Metal gears grinding against each other in my head. Did I think this was romantic? Was I that self-righteous and arrogant to believe I had made the right decision to promise us happiness? In the years I've lived since then, grasping opportunity at its first appearance is the lifestyle that's been repeatedly hammered into my head. Instead of clawing after this perfect, unconditional love he gave me, a love I haven't seen since that icy afternoon we walked away from each other, I inhaled the pompous notion that we were too young to take anything seriously. Hands slipping into my pockets, my fingers tickle the shrivelled, hideous cherry blossoms we both promised to hold close until this day. I was a fool then for throwing away pristine happiness served to me on a silver platter, and I'm a fool now for keeping a broken promise.

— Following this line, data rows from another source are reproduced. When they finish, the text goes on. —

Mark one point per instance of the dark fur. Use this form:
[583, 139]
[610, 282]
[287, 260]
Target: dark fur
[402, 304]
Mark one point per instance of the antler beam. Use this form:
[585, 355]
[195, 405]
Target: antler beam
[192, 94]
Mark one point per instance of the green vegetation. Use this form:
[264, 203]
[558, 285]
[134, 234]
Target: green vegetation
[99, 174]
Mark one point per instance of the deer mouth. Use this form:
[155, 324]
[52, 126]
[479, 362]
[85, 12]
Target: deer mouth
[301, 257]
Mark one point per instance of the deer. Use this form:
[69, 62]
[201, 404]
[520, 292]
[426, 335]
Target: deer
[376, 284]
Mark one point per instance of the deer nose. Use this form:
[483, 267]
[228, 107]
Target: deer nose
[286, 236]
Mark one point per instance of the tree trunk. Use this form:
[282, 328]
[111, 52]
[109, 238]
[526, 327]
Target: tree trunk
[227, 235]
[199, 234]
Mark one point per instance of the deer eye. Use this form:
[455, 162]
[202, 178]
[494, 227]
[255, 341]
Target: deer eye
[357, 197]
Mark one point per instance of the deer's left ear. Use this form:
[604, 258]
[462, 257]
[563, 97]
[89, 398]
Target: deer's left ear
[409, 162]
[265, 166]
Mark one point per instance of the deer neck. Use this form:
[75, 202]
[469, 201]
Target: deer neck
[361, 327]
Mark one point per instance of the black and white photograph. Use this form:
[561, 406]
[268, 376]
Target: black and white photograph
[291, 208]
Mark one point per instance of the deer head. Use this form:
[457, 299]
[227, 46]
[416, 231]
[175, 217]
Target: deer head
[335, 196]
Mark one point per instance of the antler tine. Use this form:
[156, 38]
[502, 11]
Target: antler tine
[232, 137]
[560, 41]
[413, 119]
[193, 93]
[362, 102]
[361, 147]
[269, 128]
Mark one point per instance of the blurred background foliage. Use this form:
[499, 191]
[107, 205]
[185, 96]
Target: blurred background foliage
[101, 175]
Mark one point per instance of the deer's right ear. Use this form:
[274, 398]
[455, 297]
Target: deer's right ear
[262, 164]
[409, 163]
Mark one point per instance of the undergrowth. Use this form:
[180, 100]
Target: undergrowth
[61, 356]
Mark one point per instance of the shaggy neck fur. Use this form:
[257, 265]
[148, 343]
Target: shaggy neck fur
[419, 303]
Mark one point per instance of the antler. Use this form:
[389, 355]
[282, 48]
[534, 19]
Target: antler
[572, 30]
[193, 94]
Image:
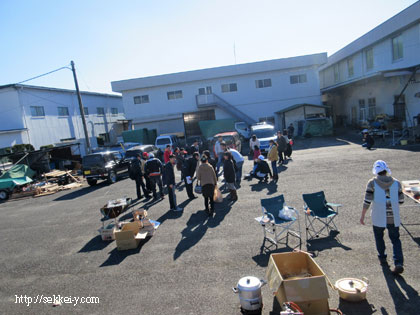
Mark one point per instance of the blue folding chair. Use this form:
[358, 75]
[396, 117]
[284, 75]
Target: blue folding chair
[319, 215]
[275, 228]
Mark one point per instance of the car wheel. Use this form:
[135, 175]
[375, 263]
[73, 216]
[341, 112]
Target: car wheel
[4, 195]
[112, 177]
[92, 182]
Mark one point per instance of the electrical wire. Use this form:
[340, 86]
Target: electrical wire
[44, 74]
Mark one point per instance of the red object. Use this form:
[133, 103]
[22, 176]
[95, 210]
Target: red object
[166, 155]
[257, 153]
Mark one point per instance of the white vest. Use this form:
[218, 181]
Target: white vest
[378, 212]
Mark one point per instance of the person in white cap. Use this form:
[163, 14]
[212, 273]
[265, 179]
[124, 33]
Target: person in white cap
[384, 195]
[261, 170]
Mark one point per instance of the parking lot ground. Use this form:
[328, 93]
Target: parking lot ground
[50, 245]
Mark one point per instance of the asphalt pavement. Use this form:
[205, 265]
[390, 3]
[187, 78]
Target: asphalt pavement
[51, 247]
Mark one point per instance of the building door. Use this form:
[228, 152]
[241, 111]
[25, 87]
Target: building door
[399, 108]
[205, 91]
[354, 116]
[191, 120]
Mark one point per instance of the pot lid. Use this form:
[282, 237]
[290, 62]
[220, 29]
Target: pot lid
[351, 285]
[249, 284]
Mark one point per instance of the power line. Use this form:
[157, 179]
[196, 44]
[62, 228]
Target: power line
[41, 75]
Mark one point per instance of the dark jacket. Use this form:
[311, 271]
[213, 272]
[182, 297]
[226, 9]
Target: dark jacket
[282, 144]
[263, 167]
[213, 163]
[135, 169]
[189, 166]
[229, 171]
[153, 167]
[169, 178]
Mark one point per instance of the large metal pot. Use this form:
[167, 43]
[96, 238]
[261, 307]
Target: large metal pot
[249, 289]
[352, 289]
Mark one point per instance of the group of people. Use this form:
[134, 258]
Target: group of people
[151, 175]
[278, 152]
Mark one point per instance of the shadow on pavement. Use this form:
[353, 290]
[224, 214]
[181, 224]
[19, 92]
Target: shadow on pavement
[324, 243]
[80, 192]
[271, 187]
[94, 244]
[407, 302]
[356, 308]
[116, 256]
[198, 224]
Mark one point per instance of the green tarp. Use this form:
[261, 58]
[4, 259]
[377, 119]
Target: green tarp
[18, 171]
[318, 127]
[209, 128]
[18, 174]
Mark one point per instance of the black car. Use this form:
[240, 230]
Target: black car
[202, 143]
[104, 165]
[131, 153]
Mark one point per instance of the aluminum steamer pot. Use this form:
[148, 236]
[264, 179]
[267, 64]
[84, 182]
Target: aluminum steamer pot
[352, 289]
[249, 289]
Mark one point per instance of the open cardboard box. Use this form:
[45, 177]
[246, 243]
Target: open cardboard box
[129, 236]
[310, 293]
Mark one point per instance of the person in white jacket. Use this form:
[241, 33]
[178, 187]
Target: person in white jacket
[252, 143]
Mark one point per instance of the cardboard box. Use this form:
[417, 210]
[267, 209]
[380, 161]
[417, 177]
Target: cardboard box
[296, 277]
[129, 236]
[108, 232]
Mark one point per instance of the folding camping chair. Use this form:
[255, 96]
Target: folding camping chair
[318, 210]
[275, 228]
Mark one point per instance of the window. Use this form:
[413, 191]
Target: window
[362, 110]
[270, 120]
[231, 87]
[399, 107]
[369, 58]
[37, 111]
[204, 91]
[295, 79]
[336, 73]
[262, 83]
[174, 95]
[371, 108]
[100, 111]
[141, 99]
[350, 67]
[397, 48]
[63, 111]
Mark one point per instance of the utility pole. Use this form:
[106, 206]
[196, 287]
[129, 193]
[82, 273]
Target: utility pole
[82, 110]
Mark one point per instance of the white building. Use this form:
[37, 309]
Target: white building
[247, 92]
[364, 78]
[43, 116]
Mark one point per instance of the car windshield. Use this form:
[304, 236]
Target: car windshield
[93, 159]
[162, 141]
[132, 153]
[264, 133]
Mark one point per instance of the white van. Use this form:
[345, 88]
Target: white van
[163, 140]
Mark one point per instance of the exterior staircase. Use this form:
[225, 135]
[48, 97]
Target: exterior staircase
[208, 100]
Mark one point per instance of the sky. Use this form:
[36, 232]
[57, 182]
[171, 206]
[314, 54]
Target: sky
[117, 40]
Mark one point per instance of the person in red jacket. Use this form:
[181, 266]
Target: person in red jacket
[167, 153]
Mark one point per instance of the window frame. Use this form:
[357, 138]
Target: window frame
[400, 48]
[368, 56]
[97, 111]
[36, 109]
[350, 65]
[229, 87]
[141, 99]
[66, 109]
[173, 95]
[263, 83]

Tinkling simpers flutter past me, and I stop walking to turn and see young school girls strutting away, the sunlight frolicking through their romping tresses. I stare after them for a while, them and the phones glued to their palms, inflections of the younger generation bubbling endlessly from their glistening lips. I glance down at my own phone in my hand, pressing it into my bag before continuing on toward the cherry tree. The black gate shimmers with a fresh coat of paint, but I do not approach the cherry tree on the other side. I stand, studying it through the fence like a petrified scarecrow. The figure sitting beneath its branches, lush with plump blossoms, quivers slightly in my peripheral vision, and I'm unable to meet his undoubtedly fathomless eyes. My sudden fear confuses me, but with it comes a familiar torrent of the delirium I used to feel when my heart was awake.

It's as if the core of my being is contracting and retracting over and over again, sending excruciating jolts of electricity throughout my body which manifests as countless beads of sweat kissing the skin of my back. Each time I force my gaze lower and lower from the blossoms to his motionless figure, the sweat pulses out of my body in cold waves. I'm straining to make out the endless wells where his soul would stare back at me until I realise that his eyes are closed, his chest rising and falling peacefully under the fractured shadow of our cherry tree. His hair is shorter than when I left him, his tan is more pronounced, his jaw sharpened, his face narrowed, his arms thinned. He both grew and shrank in the time I spent away from him. My heart is beating four beats quicker than the rise and fall of his chest, and the dead blossoms in my pocket are shrieking to be freed. I can't get in because I need a keycard to open the gate.

The shyness I thought was already buried returns and clamps down on my throat to choke my voice and strangle my movements, the corpses in my pocket still screeching as I slowly drown in remorse. Knees buckling, I fall to the brittle pavement and press my face against the wires when voices sound behind me. I can hear someone speaking on a phone, but nothing properly registers as dry sobs seize my body with spasms of an emotion so severe - an amalgamate of guilt and shame and incredulity smashed together - that each inhale grates the walls of my lungs as punishment for snatching his love and slamming it onto a contract written in my brain. I don't want to speak to him, so when I hear the screaming sirens followed by pairs of hands gripping my arms and shoulders, I don't resist.